Using the tagline of “Tune the World” to emphasize its ability to precisely customize end-use properties, Covestro has launched CFRTP as an entirely new business with co-CEOs David Hartmann and Michael Schmidt based in Shanghai, China and Leverkusen, Germany, respectively.
With a long history in resin manufacturing, and particularly in polycarbonates, Covestro – the former Bayer MaterialScience – says it is well-placed to leverage its extensive thermoplastic design and engineering experience and value-chain partnerships to produce high-performance, hybrid solutions that offer highly attractive surface finishes.

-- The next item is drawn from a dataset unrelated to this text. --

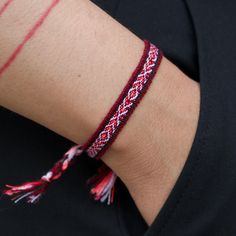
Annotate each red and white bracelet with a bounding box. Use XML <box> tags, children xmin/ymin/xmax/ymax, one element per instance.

CFRTP composites are made from ultrathin (about 120 microns), unidirectional (UD) tapes that are laminated together at specific angles to form sheets that can be “tuned” to a particular performance criteria. The long strands of fiber are oriented and provide strength in the lengthwise direction of the tape.
The resulting thin, stiff, and lightweight yet very strong sheets “look and sound like metal, but have the flexibility of a composite,” notes Hartmann.

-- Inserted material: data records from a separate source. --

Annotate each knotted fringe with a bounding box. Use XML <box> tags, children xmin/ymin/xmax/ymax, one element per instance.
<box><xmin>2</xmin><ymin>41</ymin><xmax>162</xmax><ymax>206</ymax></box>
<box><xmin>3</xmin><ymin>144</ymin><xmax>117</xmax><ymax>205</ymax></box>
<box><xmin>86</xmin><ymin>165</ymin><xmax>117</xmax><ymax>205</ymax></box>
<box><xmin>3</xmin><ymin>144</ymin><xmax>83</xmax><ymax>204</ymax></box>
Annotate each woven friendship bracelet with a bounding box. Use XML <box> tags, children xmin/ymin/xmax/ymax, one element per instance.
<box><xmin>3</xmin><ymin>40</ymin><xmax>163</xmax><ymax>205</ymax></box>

Different manufacturing options
For large, deep-draw shapes such as car body panels, other transport applications and furniture, Covestro recommends a tape-based approach to forming that starts with laying out layers of tape using an automated robotic layup process. The tape stack is then transferred into a large-scale compression molding tool where the part is formed and additional features such as ribs, hooks and bosses can be added through overmolding as needed.
For smaller parts, the firm suggests starting with pre-formed CFRTP sheets that can be tailor-made in terms of number of tape layers and fiber orientation. These sheets can then be formed in conventional thermal compression molding machines, again making it easy to integrate additional features such as ribs, hooks and bosses during the forming process.

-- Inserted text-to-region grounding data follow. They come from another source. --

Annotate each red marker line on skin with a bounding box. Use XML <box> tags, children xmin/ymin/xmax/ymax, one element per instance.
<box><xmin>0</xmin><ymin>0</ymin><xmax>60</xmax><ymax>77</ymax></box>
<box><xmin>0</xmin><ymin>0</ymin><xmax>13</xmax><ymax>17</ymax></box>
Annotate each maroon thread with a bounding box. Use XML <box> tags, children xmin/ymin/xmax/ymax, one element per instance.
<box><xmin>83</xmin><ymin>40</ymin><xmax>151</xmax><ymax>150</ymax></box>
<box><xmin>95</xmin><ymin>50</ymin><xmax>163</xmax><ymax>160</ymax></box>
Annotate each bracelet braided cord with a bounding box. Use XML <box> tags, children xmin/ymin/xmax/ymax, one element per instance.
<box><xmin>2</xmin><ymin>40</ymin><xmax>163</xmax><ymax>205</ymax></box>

In terms of forming and in relation to comparable materials, Covestro says its CFRTP offers an extremely attractive mix of short cycle times and high yield rates at low cost.
Adding product features such as apertures, integrated buttons, ribs, bosses and hooks to CFRTP parts is easy, as it can all be done during the compression molding process. This, Covestro says, provides considerable flexibility over thermoset composites and metal-forming techniques that typically require manual assembly or time-consuming and costly CNC machining.
The company is positioning CFRTP as an addition to the world of premium materials that typically is limited to metals, glass and ceramics. Stressing its design opportunities, Covestro claims CFRTP “has the cool touch and reassuring resonance of metals, as well as the pristine surface of glass and ceramics,” while at the same time bringing the flexibility of thermoplastic forming to premium materials.